Cet article est issu de notre version imprimée disponible ici. C’est la deuxième partie d’un article en deux temps. Il aborde les vraies mobilisations des femmes, en opposition à la fausse « priorité » quinquennale mise sur l’égalité femmes-hommes par Macron.
A contrario, depuis 2017, de nombreuses luttes ont émergé à ce sujet, et nous allons également montrer leur importance.

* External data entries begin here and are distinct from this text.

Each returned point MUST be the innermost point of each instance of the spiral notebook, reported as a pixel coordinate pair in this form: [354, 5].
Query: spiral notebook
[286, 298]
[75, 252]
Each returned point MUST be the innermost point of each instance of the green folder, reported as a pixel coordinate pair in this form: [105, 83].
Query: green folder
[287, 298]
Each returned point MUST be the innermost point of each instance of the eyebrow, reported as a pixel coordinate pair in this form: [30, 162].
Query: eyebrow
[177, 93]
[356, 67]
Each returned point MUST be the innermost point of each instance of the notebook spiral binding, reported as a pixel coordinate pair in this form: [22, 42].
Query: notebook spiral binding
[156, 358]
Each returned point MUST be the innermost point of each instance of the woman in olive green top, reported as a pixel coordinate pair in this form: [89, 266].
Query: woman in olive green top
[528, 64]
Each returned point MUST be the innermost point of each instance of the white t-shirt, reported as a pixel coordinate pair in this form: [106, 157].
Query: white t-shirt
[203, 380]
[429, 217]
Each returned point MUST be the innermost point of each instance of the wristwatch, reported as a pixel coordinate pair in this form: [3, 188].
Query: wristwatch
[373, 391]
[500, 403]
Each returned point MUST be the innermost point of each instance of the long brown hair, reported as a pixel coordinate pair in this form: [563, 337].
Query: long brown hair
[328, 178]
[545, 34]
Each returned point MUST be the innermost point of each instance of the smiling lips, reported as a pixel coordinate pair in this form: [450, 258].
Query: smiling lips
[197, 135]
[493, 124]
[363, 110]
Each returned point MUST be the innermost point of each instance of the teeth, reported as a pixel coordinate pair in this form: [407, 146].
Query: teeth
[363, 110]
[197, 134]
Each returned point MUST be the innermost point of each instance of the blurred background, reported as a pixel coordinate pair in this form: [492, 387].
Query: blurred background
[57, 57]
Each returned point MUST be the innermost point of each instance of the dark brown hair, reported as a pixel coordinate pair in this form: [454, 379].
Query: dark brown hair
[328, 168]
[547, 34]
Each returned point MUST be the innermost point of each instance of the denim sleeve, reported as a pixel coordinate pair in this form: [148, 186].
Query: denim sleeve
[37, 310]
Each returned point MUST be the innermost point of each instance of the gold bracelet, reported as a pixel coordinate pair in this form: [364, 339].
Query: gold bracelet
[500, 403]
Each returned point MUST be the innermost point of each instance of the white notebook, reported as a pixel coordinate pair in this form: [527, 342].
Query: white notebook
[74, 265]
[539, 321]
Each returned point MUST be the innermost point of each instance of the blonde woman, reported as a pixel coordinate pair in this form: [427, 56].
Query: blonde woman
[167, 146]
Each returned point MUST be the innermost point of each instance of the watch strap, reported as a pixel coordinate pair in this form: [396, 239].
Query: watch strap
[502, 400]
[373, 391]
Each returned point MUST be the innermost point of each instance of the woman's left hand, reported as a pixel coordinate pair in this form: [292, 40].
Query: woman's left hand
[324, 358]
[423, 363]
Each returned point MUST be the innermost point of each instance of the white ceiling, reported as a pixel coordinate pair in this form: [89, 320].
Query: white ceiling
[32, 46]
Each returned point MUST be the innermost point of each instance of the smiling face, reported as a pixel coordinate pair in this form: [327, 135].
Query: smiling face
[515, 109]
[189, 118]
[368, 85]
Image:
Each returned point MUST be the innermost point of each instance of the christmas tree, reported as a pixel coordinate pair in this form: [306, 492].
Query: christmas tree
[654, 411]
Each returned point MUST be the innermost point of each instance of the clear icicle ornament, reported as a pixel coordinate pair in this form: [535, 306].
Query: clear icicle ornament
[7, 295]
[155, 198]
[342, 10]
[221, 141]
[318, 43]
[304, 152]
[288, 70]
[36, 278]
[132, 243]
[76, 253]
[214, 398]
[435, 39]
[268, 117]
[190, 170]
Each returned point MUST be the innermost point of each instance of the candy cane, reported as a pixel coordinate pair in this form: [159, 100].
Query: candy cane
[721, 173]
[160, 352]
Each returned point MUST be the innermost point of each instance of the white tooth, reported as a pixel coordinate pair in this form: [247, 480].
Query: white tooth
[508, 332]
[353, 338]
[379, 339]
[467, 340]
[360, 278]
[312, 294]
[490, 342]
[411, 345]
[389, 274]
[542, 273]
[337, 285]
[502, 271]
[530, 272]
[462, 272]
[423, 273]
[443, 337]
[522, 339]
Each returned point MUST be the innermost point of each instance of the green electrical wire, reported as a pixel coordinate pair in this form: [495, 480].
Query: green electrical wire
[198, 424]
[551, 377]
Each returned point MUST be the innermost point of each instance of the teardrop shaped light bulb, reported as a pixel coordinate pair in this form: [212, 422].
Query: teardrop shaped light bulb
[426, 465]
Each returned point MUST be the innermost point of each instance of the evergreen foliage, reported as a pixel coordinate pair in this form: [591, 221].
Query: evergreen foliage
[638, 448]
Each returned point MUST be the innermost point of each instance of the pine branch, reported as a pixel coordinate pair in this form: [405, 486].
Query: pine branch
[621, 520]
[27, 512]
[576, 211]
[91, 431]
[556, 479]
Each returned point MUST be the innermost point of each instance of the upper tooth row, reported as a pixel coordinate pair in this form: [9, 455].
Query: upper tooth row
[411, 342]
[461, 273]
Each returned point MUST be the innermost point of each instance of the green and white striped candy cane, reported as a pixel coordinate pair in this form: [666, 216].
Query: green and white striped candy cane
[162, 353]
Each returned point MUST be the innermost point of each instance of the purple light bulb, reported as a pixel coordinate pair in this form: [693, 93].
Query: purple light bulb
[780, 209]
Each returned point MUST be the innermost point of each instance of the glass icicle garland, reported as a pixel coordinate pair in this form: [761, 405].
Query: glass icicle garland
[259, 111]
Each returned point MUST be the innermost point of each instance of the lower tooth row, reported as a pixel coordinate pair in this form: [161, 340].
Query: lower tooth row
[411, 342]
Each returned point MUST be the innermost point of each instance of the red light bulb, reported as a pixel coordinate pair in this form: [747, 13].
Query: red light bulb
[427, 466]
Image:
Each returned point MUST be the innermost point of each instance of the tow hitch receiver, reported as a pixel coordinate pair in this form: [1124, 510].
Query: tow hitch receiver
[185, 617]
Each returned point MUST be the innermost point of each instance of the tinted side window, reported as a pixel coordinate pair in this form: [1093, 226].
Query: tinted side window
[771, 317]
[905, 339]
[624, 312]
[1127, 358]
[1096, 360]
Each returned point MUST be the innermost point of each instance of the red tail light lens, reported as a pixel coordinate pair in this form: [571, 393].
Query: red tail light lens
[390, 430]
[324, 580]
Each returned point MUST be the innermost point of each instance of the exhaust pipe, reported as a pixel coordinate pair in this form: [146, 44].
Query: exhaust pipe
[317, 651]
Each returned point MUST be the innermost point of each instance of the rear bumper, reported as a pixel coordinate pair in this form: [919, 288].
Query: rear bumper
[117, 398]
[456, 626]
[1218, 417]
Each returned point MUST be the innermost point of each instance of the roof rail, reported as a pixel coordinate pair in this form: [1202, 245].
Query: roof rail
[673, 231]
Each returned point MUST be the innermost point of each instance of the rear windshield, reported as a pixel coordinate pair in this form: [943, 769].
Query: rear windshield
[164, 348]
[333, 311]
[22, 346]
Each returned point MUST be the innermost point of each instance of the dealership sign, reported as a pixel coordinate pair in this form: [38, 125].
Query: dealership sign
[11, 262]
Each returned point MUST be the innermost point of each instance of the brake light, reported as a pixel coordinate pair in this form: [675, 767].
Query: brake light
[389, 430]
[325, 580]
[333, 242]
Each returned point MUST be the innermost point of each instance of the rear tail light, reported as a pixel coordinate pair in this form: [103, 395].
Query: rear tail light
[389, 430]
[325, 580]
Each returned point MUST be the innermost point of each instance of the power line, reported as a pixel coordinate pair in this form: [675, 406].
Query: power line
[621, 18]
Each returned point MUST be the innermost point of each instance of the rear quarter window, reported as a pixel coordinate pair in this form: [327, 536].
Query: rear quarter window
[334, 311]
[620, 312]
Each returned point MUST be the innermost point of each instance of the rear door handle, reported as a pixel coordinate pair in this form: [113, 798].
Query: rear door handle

Des mobilisations en hausse depuis 2017, des revendications de classe
Intéressons-nous désormais aux mobilisations qui ont eu lieu ces dernières années. Le 8 mars 2017, pour la première fois, des associations et syndicats (CGT, FSU, Solidaires) appelaient non pas seulement à la manifestation du 8 mars, la journée internationale des femmes travailleuses, mais également à une grève nationale et générale. Cet appel a été suivi dans plus de 50 pays. La grève vient donner un nouveau caractère à la mobilisation du 8 mars, en liant décisivement la question féministe à la lutte contre le patriarcat dans le salariat. Elle fait la démarcation avec les célébrations libérales du 8 mars : les monopoles français et l’État bourgeois ne peuvent pas défendre une grève qui stoppe la production. Dans l’Histoire, de telles mobilisations larges ont été initiées et menées par les femmes prolétaires. Proche de la France, l’exemple belge à ce propos est éclairant. En 1966, plusieurs milliers de femmes ouvrières bloquent leur usine à Herstal pendant 3 mois. Elles dirigent une lutte pour un salaire égal et des augmentations, qu’elles n’obtiennent que partiellement. Mais leur grève lance des mots d’ordre que l’on retrouve encore aujourd’hui dans les mouvements de grève féministe.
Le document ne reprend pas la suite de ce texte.